Диалог творческого сознания А. А. Фета с Востоком (Фет и Хафиз) - Альбина Саяпова 7 стр.


Таким образом, обращение Фета к творчеству Гейне является еще одним доказательством того, что тип образного мышления Фета в его художественной картине мира созвучен мироощущению поэта средневековой восточной поэзии, в основе которой лежит идеалистическая философия, когда путь познания мира представляет процесс со-переживания в неразделенности субъекта-объекта, исключающий метод анализа и синтеза (философия Ибн Араби, Дао). Именно восточный тип художественного мышления, сохранивший многие свои черты с эпохи синкретизма и позже, продолжал оставаться привлекательным и в новое время: он был осмыслен и воспринят А. Шопенгауэром, позже М. Хайдеггером, статья Вл. Соловьева "Поэзия Ф.И. Тютчева" тоже стоит в этом ряду. Из работ нашего времени мы уже касались исследования Г.С. Померанц "Басе и Мандельштам".

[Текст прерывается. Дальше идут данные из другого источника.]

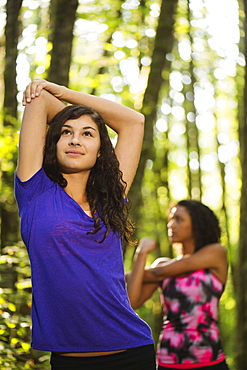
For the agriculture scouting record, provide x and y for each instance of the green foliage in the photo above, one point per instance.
(15, 320)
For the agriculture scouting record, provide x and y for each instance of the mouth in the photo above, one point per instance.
(74, 153)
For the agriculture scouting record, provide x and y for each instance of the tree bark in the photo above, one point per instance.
(9, 217)
(162, 46)
(241, 271)
(63, 16)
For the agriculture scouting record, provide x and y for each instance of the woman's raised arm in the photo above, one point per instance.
(126, 122)
(33, 131)
(139, 292)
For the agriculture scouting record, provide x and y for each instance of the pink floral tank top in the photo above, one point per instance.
(190, 333)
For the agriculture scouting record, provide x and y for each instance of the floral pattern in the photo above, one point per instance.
(190, 332)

Восточный тип мышления свидетельствует о восприятии природы не объектом, а субъектом, определяющим такое художественное видение мира, когда картина мира как Целое интуитивно открывается тому, кто становится един с миром, приходит с ним в абсолютное созвучие, когда имеет место быть со-переживание в неразделенности субъекта-объекта, благодаря чему и открывается суть этого Целого, та потаенная красота, абсолютная, безмерная, которая и есть мир.

В своей работе "Основные идеи эстетики" А. Шопенгауэр, рассуждая о том, что такое в искусстве "идея" и "понятие", дает им определения, перекликающиеся со средневековой философией Востока, в частности, Ибн Араби, с его интуитивным восприятием мира как Целого. Так, он пишет: "Идея есть единство, посредством временной и пространственной формы нашего интуитивного восприятия распавшееся на множество; напротив того, понятие есть единство, посредством отвлечения нашего разума вновь восстановленное из множества: его можно обозначить как единство "после вещей", а первую как единство "до вещей"" [7: 466]. (Ср. у Ибн Араби: "Весь континуум бытия един, самодостаточен и в-самом-себе множествен" [8: 129] .)

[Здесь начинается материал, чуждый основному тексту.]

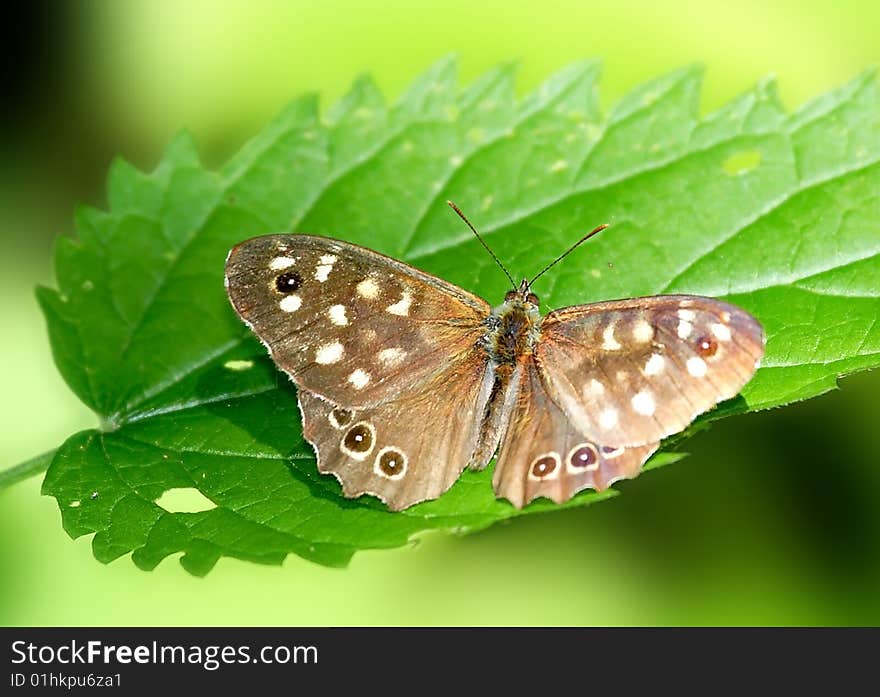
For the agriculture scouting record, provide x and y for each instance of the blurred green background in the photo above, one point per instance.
(773, 519)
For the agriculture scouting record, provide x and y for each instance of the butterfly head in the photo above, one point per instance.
(523, 294)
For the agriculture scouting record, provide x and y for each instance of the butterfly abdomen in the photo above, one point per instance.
(512, 332)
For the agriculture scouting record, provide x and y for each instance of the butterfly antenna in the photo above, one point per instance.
(482, 242)
(568, 251)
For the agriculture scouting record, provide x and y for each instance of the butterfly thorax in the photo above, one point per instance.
(513, 327)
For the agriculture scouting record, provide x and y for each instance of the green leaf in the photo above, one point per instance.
(778, 213)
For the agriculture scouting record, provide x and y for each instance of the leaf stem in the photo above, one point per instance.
(25, 470)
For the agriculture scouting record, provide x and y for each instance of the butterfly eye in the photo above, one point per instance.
(359, 438)
(584, 457)
(340, 417)
(543, 466)
(391, 463)
(288, 282)
(706, 346)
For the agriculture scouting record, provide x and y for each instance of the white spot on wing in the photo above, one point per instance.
(655, 364)
(322, 271)
(290, 303)
(696, 366)
(329, 353)
(608, 418)
(359, 378)
(643, 332)
(401, 307)
(643, 403)
(337, 315)
(391, 356)
(721, 332)
(609, 343)
(279, 263)
(368, 288)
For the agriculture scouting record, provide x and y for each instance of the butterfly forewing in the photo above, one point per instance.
(631, 372)
(542, 454)
(347, 323)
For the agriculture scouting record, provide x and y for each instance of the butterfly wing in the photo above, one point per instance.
(543, 454)
(407, 449)
(346, 323)
(631, 372)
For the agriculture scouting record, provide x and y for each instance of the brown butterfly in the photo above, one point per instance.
(404, 379)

Понятие "идея" у Шопенгауэра близко к понятию "интуитивное созерцание" у Ибн Араби. У того и другого конструируется такое философское знание, когда картина мира рисуется не трезвым аналитиком, а вдохновенным художником, сердцем ощущающим свое единство с мирозданием.

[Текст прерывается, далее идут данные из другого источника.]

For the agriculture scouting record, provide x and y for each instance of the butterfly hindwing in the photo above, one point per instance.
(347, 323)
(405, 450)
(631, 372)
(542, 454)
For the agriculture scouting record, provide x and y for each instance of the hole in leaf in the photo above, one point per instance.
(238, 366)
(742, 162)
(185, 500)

Так, когда Ибн Араби говорит о чувствах человека, то речь идет не об обычных чувствах (зрение, осязание и т.п.), а о том, что называется "чувством красоты", "чувством истины", "чувством долга" и т.п. С их помощью человек способен строить свои отношения с окружающей действительностью, не обращаясь к разуму, получая знание непосредственно, по подсказке этих "чувств". Такой метод познания Ибн Араби обозначает термином "мушахада", что буквально переводится как "лицезрение", "наблюдение", "свидетельствование". Таким образом, термин "мушахада" на языке философии можно передать словосочетанием "интуитивное созерцание" [8: 59].

Идея, по Шопегауэру, "в своей мощной первобытности почерпается только из самой жизни, из природы, из мира <...>. Только из такого непосредственного восприятия исходят настоящие произведения, носящие в себе бессмертную жизнь. Именно потому, что идея созерцательна, художник не сознает в абстракциях намерения и цели своего произведения; не понятие, а идея носится перед ним; поэтому он не в силах дать отчета в своих действиях: он работает, как люди выражаются, по одному чувству и бессознательно, даже как бы инстинктивно" [7: 466–467].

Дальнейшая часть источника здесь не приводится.